Whether it is a terms check of documents under UCP 600 against a letter of credit (LC), a workability check for an LC issuance, a documentary collection or a bank guarantee, AI is making a difference. Long believed to be one of the processes untouchable by technology due to the level of learning required to spot a discrepancy, import/export document checking is suddenly being automated. Ironically, traditional rules-based engines are powering the disruption, albeit supported by advanced technologies like NLP and automated discrepancy language generation.

  1. Compliance

Handling large amounts of usually irrelevant sanctions hits has long been the bane of trade operations folks. In addition, manual red flag checks under AML policies introduced over the last decade have added significant responsibility and time to transaction processing. Reducing hits in sanctions and automating red flag identification have both suddenly and recently become major potential wins for commercial banks handling trade finance transactions. In addition, the holy grail of improved counterparty risk assessment and entity resolution may be revolutionised by generative AI. The ability to better detect shell companies, ultimate beneficial owners and nature of business within banks’ trade finance clients’ buyer/seller base at a transaction-by-transaction level – without using an investigator or a human research-powered analytical tool – could be very high.
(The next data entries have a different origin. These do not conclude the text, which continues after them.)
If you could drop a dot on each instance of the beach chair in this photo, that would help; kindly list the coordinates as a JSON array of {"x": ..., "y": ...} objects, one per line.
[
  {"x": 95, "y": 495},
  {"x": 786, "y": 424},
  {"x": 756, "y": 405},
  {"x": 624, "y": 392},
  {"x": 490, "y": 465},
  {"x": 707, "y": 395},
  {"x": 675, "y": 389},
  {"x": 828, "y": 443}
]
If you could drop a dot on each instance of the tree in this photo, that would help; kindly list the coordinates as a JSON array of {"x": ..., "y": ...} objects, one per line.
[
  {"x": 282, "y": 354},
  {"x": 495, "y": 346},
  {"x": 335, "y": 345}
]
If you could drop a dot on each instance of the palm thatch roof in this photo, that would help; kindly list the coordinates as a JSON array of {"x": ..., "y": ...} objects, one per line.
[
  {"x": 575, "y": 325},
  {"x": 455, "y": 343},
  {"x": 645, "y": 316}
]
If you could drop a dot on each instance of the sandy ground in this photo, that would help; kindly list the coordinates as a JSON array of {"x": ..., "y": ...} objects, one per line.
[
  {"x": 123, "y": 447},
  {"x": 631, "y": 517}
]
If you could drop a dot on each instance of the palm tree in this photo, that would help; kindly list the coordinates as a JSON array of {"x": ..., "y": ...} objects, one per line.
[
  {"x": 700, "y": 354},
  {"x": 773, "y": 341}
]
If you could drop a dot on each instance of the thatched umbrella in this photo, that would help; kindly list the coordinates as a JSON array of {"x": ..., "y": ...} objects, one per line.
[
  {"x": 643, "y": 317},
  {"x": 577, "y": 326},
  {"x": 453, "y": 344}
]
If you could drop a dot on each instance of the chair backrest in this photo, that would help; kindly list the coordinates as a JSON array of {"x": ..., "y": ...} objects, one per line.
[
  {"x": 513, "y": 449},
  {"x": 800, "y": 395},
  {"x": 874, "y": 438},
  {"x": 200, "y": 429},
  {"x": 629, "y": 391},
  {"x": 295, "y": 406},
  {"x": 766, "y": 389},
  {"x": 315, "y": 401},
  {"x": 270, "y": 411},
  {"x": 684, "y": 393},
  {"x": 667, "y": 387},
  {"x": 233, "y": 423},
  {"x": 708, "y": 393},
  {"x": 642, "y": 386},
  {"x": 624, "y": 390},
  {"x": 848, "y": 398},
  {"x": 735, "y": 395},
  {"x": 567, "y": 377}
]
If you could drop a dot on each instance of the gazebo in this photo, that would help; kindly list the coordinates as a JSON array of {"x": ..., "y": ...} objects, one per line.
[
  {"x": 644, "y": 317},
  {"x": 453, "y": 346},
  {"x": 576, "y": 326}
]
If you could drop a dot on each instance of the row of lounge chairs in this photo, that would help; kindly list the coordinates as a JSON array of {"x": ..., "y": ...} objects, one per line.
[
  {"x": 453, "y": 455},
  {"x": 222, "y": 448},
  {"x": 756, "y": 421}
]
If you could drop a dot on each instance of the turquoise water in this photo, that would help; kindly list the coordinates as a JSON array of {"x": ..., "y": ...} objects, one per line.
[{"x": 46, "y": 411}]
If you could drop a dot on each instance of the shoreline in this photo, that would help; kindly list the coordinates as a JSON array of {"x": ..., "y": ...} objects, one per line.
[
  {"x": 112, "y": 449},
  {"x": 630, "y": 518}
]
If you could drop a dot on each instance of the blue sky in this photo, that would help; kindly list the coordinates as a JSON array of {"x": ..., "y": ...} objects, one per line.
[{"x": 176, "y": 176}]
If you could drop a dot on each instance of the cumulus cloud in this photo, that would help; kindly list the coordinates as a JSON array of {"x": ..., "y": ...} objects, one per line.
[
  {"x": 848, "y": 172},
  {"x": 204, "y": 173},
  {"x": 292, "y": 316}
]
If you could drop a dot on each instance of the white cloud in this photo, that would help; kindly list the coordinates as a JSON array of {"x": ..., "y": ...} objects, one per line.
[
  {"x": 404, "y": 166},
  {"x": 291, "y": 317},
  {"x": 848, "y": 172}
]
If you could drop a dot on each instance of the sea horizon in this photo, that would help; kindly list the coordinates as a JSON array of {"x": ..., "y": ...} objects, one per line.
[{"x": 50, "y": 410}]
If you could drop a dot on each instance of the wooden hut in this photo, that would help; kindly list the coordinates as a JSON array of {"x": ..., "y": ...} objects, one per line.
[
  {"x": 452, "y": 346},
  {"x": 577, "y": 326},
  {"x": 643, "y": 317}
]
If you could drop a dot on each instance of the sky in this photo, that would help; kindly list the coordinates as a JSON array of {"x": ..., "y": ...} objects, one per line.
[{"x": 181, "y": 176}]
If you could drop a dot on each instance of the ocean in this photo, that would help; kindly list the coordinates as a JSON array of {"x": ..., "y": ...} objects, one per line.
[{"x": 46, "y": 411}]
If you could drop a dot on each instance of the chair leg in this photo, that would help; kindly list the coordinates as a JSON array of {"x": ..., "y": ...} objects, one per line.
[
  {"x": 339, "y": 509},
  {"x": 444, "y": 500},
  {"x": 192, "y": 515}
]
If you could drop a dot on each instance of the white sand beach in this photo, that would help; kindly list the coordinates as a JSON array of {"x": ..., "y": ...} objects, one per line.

  1. Automated decision-making

End-to-end processing or delivering on the age-old promise of ‘straight-through-processing’ is no longer the unobtainable dream. The machines do not just generate language describing a discrepancy, or a sanctions hit, but can decide whether to progress or interdict. Of course, the human decision-making on top of the AI – whether it is a four-eye process with the first two eyes being a robot for example, or a threshold above which every decision becomes a recommendation for a human – means that there are always levers and dials that can be adjusted up and/or down. But the automation of decisions, both commercial and compliance, has been a reality for some time now in the most advanced trade finance organisations.

  1. A 360-degree view

Trade finance is a bit of a paradox inasmuch as it is inherently global and yet any individual bank only really sees its own flows. AI flips this on its head, allowing any bank to benefit from comparing client transactions with industry-wide data, anonymised or destroyed via confidential cloud computing for example, to ensure compliance with regulation, data privacy and client fiduciary considerations. This immediately opens up a world of opportunity, both in the ability to make decisions on any specific transaction and also to assess risk on a non-client counterparty, for example, understanding what many peer lenders think (shell company? good credit?) in addition to their singular view.

 

Where is generative AI in all of this, I hear you ask? I’ll tell you: it supercharges document identification and data extraction. Looking across millions of publicly available trade documents means that decision-making is a lot more accurate and explainable (yes, to auditors and regulators) than you might expect. And compliance processes in trade finance benefit significantly from generative AI experience in non-trade transactions such as payments and global markets products.

Trade finance, together with receivables and supply chain finance, is changing rapidly. Of course, the same was said by many people of technology available in the 80s and 90s, and yet paper bills of lading are still in circulation. But as we probably said back then as well: this time it feels different.